Supervisor-Agent Worker-Agent Pattern (2026)

The supervisor-worker pattern is one of the most practical multi-agent architectures you can build with Claude Code. A supervisor agent receives a high-level task, decomposes it into subtasks, delegates each subtask to a worker agent, collects results, and synthesizes a final output. The pattern scales to problems that are too large, too parallel, or too risky to handle in a single agent context.

This guide covers the mechanics of implementing this pattern with Claude Code’s SDK: how to decompose tasks cleanly, run workers in parallel, aggregate results, and handle failures without cascading breakdowns.

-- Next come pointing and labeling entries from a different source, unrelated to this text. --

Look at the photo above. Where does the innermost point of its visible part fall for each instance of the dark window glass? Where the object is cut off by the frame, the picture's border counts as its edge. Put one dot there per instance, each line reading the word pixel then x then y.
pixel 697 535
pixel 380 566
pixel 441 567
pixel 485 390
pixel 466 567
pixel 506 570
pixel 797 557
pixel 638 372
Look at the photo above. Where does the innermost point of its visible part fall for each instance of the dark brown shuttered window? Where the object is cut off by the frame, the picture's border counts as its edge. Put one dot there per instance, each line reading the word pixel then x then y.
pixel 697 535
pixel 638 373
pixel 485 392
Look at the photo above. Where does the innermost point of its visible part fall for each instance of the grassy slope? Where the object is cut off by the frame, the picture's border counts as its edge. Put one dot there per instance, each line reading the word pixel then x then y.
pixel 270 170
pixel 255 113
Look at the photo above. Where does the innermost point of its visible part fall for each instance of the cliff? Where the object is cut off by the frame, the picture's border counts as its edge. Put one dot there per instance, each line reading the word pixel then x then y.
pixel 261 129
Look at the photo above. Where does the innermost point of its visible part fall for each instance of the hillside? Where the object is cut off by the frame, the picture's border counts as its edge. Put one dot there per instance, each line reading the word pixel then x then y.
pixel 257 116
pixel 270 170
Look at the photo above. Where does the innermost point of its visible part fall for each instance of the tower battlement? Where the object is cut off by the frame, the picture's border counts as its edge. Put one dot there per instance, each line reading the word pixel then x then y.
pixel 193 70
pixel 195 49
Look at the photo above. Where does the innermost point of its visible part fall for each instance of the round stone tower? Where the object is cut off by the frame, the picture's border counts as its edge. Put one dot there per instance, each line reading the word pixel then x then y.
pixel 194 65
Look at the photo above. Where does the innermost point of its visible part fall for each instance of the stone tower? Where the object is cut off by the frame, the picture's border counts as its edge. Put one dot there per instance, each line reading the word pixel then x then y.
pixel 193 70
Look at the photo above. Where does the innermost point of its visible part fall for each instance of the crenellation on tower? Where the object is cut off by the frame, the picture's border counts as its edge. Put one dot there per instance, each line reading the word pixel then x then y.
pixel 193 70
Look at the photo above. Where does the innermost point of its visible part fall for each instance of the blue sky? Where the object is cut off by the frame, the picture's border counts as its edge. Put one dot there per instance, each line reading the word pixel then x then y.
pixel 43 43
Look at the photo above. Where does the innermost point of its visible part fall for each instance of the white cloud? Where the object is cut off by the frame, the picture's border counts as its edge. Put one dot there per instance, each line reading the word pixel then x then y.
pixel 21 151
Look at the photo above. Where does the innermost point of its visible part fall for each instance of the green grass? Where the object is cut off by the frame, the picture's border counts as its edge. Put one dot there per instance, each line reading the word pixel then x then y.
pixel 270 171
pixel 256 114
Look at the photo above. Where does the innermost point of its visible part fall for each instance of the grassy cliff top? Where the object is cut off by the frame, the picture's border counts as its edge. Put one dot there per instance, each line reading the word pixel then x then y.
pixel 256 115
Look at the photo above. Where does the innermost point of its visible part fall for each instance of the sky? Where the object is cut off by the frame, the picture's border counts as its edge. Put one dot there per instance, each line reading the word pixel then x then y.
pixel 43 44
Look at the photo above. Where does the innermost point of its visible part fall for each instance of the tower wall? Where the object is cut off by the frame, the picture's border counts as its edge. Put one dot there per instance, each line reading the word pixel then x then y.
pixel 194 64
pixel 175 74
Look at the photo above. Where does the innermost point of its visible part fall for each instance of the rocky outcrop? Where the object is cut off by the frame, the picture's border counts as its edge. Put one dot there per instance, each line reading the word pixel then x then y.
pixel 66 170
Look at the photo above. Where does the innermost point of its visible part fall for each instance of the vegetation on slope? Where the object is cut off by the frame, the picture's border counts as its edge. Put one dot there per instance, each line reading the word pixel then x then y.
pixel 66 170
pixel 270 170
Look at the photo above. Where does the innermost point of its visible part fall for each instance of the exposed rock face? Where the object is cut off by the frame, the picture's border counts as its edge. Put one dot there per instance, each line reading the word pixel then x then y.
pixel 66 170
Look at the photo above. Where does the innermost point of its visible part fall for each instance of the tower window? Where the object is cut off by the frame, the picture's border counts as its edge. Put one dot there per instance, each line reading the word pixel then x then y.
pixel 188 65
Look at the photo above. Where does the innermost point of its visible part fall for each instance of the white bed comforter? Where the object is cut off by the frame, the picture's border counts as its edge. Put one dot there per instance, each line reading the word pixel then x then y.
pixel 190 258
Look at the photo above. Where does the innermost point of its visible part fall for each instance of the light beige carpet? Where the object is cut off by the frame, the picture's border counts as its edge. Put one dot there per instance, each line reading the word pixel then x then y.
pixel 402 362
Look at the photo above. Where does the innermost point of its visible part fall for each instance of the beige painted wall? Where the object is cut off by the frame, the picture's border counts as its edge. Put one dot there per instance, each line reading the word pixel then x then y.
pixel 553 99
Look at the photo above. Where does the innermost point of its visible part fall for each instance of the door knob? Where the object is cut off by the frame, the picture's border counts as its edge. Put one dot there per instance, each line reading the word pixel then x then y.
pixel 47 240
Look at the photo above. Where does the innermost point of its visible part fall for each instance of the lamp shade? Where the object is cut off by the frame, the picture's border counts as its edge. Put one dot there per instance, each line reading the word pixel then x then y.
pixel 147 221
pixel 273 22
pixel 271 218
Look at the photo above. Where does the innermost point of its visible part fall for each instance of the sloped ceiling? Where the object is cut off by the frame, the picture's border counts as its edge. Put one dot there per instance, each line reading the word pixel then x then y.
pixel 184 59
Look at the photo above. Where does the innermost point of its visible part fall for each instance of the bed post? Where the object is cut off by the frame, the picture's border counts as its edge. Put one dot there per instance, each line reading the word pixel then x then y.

When to Use the Supervisor-Worker Pattern

Not every task benefits from this architecture. It makes sense when:

  • The work is naturally parallel (reviewing 20 files simultaneously rather than sequentially)
  • Worker failures should be isolated rather than aborting the whole job
  • Different subtasks require different tool sets or context windows
  • The result requires synthesis across multiple independent outputs

Avoid it when the task is inherently sequential, when subtask outputs depend on each other, or when the coordination overhead exceeds the parallelism benefit.

Task Decomposition: The Supervisor’s Core Responsibility

The supervisor’s first job is to produce a task list that workers can execute independently. Good decomposition has three properties: tasks are atomic, tasks are independent, and tasks carry enough context for a worker to complete them without asking follow-up questions.

Here is a supervisor prompt structure that produces reliable decomposition:

SUPERVISOR_PROMPT = """
You are a supervisor agent. Your job is to decompose the following task into
independent subtasks that can be executed in parallel by worker agents.
Task: {task_description}
Rules for decomposition:
- Each subtask must be self-contained (worker needs no external context)
- Each subtask must have a clear completion criterion
- Maximum {max_workers} subtasks
- Output as JSON array with fields: id, description, context, success_criterion
Output only valid JSON. No prose.
"""

The context field is critical. Workers operate in isolated sessions. they cannot see what the supervisor knows. Pack everything the worker needs into the subtask context field: relevant file paths, constraints, prior decisions, and output format requirements.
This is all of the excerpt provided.